All querying should be performed in the Model.
Processing logic in the View should be kept to an absolute minimum. If you need to use some basic looping or conditionals, okay, but nearly all data preparation should be done before the View.
By single quoting your $owner variable, you convert it to a literal string -- in other words, it is rendered as a dollar sign followed by five letters which is certainly not what you want.
The default comparison of codeigniter's where methods is =, so you don't need to declare the equals sign.
I don't know which Auth library you are using, so I'll go out on a limb and assume that get_user() returns an object -- of which you wish to access the id of the current user. This will require ->id chained to the end of the method call to access the id property.
Now, let's re-script your MVC architecture.
The story starts in the controller. You aren't passing any data in, so its duties are:
Load the model (if it isn't already loaded)
Call the model method and pass the owner id as a parameter.
Load the view and pass the model's returned result set as a parameter.
*Notice that there is no querying and no displaying of content.
Controller: (no single-use variables)
public function files() {
$this->load->model('Files_model');
$this->load->view(
'user_files',
['files' => $this->Files_model->Files($this->auth->get_user()->id)]
);
}
Alternatively, you can write your controller with single-use variables if you prefer the declarative benefits / readability.
public function files() {
$this->load->model('Files_model');
$userId = $this->auth->get_user()->id;
$data['files'] = $this->Files_model->Files($userId);
$this->load->view('user_files', $data);
}
Model: (parameters are passed-in, result sets are returned)

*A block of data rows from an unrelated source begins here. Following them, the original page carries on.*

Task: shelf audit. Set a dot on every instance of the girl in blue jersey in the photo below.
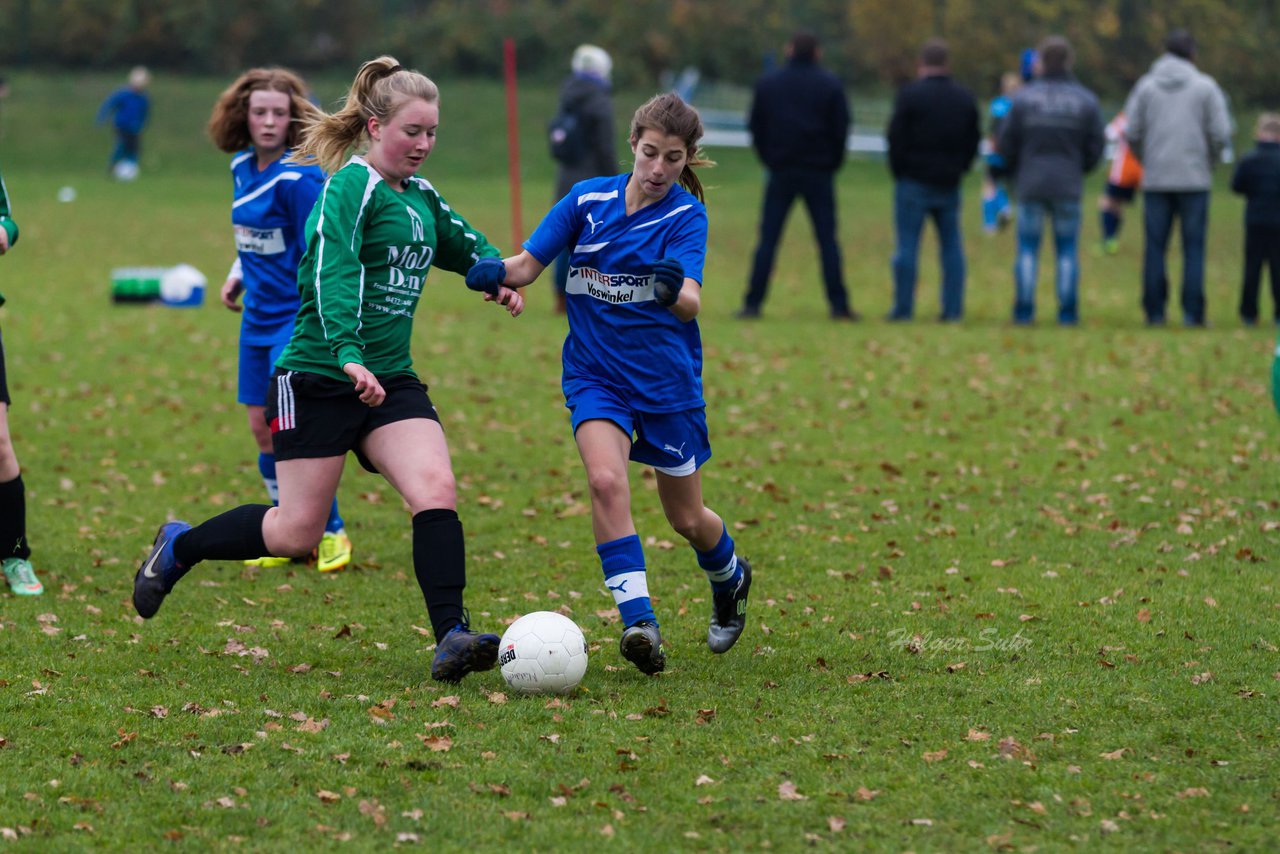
(257, 119)
(632, 362)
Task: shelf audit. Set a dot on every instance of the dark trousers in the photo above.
(1261, 247)
(818, 190)
(1159, 211)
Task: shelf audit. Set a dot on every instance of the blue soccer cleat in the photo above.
(462, 652)
(150, 585)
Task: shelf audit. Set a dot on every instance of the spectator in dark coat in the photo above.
(1257, 178)
(933, 136)
(1052, 136)
(585, 94)
(799, 126)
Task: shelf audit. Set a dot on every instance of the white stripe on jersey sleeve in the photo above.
(370, 183)
(283, 176)
(586, 197)
(654, 222)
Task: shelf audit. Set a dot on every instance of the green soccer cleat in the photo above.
(22, 578)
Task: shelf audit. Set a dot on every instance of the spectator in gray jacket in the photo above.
(1051, 137)
(1178, 128)
(593, 150)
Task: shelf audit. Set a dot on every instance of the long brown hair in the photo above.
(379, 90)
(670, 115)
(228, 126)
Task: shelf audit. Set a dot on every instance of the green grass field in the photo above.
(1015, 588)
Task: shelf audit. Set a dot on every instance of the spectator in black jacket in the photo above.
(933, 136)
(799, 126)
(593, 150)
(1257, 178)
(1052, 136)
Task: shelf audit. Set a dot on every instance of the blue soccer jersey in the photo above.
(269, 215)
(617, 333)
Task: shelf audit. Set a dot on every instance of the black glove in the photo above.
(668, 277)
(487, 274)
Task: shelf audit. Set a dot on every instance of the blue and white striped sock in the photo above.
(622, 561)
(721, 563)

public function Files($userId) {
return $this->db->get_where('files', ['owner' => $userId])->result();
}
In the above snippet, the generated query will be:
SELECT * FROM files WHERE owner = $userId
The result set (assuming the query suits the db table schema) will be an empty array if no qualifying results or an indexed array of objects. Either way, the return value will be an array.
In the final step, the view will receive the populated result set as $files (the variable is named by the associative first-level key that was declared in the view loading method).
View:
<?php
foreach ($files as $file) {
echo "<span>{$file->name}</span>";
}
The { and } are not essential, I just prefer it for readability in my IDE.
To sum it all up, the data flows like this:
Controller -> Model -> Controller -> View
Only the model does database interactions.
Only the view prints to screen.